Llovía y el frío de la madrugada se colaba entre los poros hacia el alma. Desperté. Tenía la convicción del paso del tiempo trastornada. Me senté. Recuperé la visión y la memoria. Me asusté.
Los minutos se suman en horas que construyen días y destruyen mentes. La mente del que todo tiene por hacer se apaga en movimientos aleatorios, intervalos de cordura y sinrazón. De repente, las energías disminuyen y se abre paso una niebla de muerte que lo cubre todo y desde el fondo, el espíritu inagotable trata de brotar para mantener las respiración, la luz encendida en la mirada, el aliento tibio, la sonrisa atenta. Y no es tan fácil.
Cada resonar de ecos del pasado va carcomiendo las paredes de los nuevos paisajes descubiertos, los miles de peros, los millones de contras y la esperanza con alas frágiles debilita su vuelo hacia el infinito, hacia el cielo rebosante de alegrías y tonadas dulces de ensoñación. Y es la misma historia, la misma espera, el mismo caminar cansado.

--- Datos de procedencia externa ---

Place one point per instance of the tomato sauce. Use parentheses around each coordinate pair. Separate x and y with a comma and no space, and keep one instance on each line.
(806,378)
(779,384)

Ahora todo pasa más rápido alrededor y más lento en el interior. Desubicado, sin foco, el hombre que busca en las caras de la gente la verdad, en su propio ser, en lo bello del mundo, se pierde la vida al no encontrar lugar. Y es que un lugar no lo define porque su identidad está en buscar. Un nómada que toma lo que hay y lo convierte desde sus entrañas en algo útil, algo trascendente, un algo de valor.
La creación dormita en las catacumbas más oscuras y la imaginación se vuelve en contra. Las pasiones, los talentos, todos los elementos de ese Yo que tanto anhelo, se vuelven cargas tan pesadas como las del propio Atlas griego. El gran Herácles vino a tentarme y yo ¡pendejo! quise cooperar.
En busca de la vida, de vivir, aquí me siento a continuar esperando que de tanto alboroto alguien se canse, sea yo o sea el otro, y todo esto nos lleve a algún lugar.